Bon, apparemment, je les ai dérangés. Ils devraient s’estimer heureux que j’ai été aussi polie déjà. Celle qui est bien emmerdée ici, c’est moi. Ils n’ont pas l’air de penser exactement comme moi. Alors que l’abruti enchaîné au mur me regarde les yeux plein d’espoir – que je ne suis certainement pas prête de satisfaire – le plus jeune de ses trois bourreaux me jette un regard assassin.

« Toi tu ferais mieux de dégager avant qu’on te fasse ta fête, sale te-pu. »

Et un coup de boule, un !

Et oui, je suis une femme assez violente. J’ai pris des cours de self-défense pour me canaliser, mais ça n’a pas trop marcher. Alors je me suis mise à la boxe. La boxe thaïlandaise. Beaucoup plus efficace. Enfin bon là, il faut dire que je suis sacrément éméchée aussi. Sinon, je me serais barrer en courant, je ne suis pas WonderWoman non plus.

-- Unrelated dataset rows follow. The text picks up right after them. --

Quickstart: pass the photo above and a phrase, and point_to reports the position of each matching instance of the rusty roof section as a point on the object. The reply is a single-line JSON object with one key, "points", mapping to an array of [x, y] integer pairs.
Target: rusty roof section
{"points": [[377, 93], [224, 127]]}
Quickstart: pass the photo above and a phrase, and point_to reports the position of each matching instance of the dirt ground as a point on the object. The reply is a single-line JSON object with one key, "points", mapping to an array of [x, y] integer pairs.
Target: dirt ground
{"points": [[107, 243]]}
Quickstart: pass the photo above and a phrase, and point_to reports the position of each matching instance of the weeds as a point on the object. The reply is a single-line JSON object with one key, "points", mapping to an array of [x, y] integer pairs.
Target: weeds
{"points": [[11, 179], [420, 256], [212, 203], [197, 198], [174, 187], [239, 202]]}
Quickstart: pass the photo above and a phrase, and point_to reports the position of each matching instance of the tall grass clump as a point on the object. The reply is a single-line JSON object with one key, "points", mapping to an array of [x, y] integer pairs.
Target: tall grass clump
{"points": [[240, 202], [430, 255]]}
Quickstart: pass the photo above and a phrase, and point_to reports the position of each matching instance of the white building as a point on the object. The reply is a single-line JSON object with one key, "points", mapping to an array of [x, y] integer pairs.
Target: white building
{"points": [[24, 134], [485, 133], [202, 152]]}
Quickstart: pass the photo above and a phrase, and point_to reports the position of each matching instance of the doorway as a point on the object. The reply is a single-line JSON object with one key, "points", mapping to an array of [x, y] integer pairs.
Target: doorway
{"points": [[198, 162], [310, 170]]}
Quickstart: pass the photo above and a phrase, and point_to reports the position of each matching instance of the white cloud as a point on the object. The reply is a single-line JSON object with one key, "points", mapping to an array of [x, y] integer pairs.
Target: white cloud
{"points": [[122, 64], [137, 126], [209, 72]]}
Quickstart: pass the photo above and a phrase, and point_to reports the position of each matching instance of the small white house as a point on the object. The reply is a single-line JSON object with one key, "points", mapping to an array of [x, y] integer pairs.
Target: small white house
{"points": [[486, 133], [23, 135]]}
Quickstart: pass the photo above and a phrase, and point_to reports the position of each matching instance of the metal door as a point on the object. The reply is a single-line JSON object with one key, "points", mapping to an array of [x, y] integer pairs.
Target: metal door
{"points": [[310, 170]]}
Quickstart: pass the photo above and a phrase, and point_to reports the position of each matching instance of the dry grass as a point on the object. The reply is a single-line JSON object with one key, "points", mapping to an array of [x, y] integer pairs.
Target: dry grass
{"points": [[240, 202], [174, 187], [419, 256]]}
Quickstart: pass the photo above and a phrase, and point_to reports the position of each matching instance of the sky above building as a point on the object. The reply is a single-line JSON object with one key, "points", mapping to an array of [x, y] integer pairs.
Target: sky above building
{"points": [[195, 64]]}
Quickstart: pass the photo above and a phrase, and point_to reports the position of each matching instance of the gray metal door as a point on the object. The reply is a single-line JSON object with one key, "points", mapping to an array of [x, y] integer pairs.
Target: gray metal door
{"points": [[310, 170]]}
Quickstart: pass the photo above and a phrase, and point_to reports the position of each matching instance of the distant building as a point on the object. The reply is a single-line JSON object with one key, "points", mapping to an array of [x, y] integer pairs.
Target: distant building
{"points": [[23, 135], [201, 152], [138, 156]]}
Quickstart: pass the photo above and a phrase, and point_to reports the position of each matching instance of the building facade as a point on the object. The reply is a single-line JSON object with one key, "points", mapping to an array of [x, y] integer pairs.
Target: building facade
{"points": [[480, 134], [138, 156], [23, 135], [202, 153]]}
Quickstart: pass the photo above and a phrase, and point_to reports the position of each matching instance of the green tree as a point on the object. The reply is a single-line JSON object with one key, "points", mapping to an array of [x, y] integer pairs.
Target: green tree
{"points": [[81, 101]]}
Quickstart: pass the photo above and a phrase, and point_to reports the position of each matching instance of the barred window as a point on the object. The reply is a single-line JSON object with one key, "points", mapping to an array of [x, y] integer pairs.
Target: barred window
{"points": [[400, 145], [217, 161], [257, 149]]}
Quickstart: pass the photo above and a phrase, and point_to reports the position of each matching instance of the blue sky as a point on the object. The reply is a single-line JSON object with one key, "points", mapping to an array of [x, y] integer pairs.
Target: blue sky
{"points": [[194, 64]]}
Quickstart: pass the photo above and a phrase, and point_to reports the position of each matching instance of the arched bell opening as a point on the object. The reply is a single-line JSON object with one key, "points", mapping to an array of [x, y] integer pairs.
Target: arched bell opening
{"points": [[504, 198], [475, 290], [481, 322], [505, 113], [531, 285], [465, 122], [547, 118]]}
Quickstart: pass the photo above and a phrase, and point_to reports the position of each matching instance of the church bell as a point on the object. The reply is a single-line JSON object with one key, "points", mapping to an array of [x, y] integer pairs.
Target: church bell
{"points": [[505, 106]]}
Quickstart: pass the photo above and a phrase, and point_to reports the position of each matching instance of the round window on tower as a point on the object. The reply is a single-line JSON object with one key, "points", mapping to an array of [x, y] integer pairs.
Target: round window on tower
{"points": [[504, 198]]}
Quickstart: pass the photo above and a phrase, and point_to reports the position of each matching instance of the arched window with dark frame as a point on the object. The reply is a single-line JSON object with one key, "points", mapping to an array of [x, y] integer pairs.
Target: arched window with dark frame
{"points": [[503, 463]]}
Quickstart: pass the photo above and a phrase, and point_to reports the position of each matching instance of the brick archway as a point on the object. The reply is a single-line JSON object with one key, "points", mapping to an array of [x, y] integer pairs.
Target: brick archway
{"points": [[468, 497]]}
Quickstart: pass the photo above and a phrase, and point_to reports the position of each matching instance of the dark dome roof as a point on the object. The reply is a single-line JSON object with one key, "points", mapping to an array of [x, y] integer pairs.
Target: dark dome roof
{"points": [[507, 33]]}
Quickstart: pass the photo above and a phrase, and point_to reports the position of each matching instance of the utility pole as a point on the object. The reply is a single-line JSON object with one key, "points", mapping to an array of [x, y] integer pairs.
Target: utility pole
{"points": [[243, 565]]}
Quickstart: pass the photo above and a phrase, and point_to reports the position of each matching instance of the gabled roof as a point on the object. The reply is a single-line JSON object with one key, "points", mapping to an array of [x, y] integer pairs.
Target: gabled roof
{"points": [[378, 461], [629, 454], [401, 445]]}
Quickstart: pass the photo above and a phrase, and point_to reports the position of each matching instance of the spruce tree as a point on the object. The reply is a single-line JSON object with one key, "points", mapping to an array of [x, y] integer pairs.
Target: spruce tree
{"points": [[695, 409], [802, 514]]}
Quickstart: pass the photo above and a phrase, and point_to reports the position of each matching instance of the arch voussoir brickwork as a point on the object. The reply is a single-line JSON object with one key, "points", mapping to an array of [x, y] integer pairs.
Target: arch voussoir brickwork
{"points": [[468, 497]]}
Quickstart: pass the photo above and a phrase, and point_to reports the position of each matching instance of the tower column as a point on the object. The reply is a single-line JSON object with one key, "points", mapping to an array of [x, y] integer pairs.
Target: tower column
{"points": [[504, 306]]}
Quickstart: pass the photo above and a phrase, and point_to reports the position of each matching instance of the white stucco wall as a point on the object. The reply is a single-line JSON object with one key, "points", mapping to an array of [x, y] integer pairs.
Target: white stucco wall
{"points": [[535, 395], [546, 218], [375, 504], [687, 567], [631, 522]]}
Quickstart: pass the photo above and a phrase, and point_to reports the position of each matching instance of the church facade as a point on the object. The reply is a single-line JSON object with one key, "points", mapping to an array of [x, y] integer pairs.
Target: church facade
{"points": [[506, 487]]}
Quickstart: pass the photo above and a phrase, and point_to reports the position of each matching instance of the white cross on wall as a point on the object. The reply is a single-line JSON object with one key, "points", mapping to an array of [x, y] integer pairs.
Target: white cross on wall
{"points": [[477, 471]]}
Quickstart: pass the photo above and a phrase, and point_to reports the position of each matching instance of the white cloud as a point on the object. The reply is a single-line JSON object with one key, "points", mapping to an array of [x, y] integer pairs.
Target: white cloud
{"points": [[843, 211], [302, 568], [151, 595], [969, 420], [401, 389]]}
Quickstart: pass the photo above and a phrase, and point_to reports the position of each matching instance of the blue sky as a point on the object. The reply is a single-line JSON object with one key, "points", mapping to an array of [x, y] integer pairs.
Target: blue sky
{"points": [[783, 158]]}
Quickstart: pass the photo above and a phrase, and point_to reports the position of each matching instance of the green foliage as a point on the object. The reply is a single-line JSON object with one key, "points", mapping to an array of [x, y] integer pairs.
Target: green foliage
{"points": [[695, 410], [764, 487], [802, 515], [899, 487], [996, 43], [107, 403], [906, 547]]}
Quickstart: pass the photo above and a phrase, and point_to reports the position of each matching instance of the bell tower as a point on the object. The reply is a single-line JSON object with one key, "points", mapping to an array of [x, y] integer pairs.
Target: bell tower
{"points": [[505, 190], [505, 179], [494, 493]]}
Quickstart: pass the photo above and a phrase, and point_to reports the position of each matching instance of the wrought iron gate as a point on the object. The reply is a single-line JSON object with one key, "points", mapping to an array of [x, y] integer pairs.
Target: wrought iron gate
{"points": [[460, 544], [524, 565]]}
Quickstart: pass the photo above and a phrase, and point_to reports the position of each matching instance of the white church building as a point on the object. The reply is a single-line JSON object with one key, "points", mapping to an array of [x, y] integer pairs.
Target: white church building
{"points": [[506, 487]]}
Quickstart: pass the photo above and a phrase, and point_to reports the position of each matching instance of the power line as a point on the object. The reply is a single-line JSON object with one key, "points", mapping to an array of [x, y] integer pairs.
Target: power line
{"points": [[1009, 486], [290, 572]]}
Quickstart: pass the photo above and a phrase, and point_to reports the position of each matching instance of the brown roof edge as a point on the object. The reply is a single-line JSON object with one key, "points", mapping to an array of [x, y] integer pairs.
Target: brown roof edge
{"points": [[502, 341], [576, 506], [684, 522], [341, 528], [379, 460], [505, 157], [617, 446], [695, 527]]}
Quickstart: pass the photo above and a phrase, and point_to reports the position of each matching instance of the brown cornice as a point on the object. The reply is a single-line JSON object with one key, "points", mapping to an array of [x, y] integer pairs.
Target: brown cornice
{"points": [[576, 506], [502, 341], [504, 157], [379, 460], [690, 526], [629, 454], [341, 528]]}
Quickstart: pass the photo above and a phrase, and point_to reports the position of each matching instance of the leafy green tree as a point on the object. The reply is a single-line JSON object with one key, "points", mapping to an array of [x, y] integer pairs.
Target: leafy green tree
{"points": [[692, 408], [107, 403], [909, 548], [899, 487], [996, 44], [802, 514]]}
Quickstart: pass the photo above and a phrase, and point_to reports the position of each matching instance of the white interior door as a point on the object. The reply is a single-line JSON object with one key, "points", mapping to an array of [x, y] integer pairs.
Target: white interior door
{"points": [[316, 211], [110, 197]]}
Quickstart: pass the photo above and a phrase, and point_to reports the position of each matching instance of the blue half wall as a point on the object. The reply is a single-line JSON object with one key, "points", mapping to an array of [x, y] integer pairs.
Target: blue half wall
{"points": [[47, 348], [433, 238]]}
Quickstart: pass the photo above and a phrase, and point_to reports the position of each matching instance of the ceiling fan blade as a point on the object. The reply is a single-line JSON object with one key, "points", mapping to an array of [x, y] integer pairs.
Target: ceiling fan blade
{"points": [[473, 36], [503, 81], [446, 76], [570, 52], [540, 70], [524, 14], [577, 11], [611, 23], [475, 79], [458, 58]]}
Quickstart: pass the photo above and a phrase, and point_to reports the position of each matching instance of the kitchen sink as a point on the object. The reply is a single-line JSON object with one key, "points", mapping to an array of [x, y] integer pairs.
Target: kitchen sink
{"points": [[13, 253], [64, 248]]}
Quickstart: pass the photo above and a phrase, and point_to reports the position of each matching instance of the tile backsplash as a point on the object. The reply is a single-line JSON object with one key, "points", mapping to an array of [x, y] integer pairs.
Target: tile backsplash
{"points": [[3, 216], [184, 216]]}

Je lui balance un coup de sac en gueulant. De toute façon je ne suis pas précisément en état de faire quoi que ce soit de plus développé. Je frappe au hasard, faisant des moulinets avec mes bras et continuant à beugler comme l’ivrogne que je suis. Je sens tout de même quelques coups faire mouche, on est entraîné ou on ne l’est pas. Ils ne doivent pas trop comprendre ce qui vient de se passer, ce qui explique leur manque de réaction et le fait qu’ils ne m’aient pas déjà mise KO parce que là, franchement, une tape sur l’épaule et je tombe raide. Toujours est-il que quand je fini par arrêter de m’agiter, les trois wesh se sont volatilisés. C’était bien la peine de me donner autant de mal. Bon, c’est pas tout ça mais il serait peut-être temps de rentrer. Bouger comme ça m’a donné faim. J’irais bien me faire une pizza avant d’aller pioncer ; le soleil commence à se lever. On est samedi, rien ne presse.

« Eh, attends ! Aide-moi ! »

Et merde, je l’avais oublié celui-là ! Il est toujours attaché au mur, ce con ! Je sors machinalement un paquet de clope de mon blouson, agacée. J’ai descendu tout le paquet pendant la soirée, il me reste plus que les clopes dégueulasses que j’ai piqués dans le sac à main de Mandy. Elles sont à la menthe. Ça lui ressemble bien. Je tire sur le cône en grimaçant de dégout. En fait je n’ai jamais vraiment aimé la cigarette. En revanche ce qui est sûr c’est que j’adore fumer. La « beauté du geste », je suppose.

« Et comment tu veux que je t’aide ? J’ai pas les clés je te signale.

-Elles sont peut-être tombées quelque part. Si tu cherches un peu…

-Et pourquoi je ferais ça ? »

C’est vrai quoi, il m’emmerde ce gamin. Il doit avoir quoi, 16 ans ? 15 ? Pourquoi il me parle comme si on se connaissait depuis mathusalem, on n’a pas gardé les vaches ensemble que je sache ? Il me fixe d’un air complètement ahuri.

« Désolé, je me casse. »
Quelqu’un d’autre s’en occupera. Quelqu’un de sympa, qui n’a pas de problème relationnel, qui ne déteste pas le genre humain. Moi, je n’en vois pas l’intérêt. Je viens de me souvenir du digicode de l’immeuble.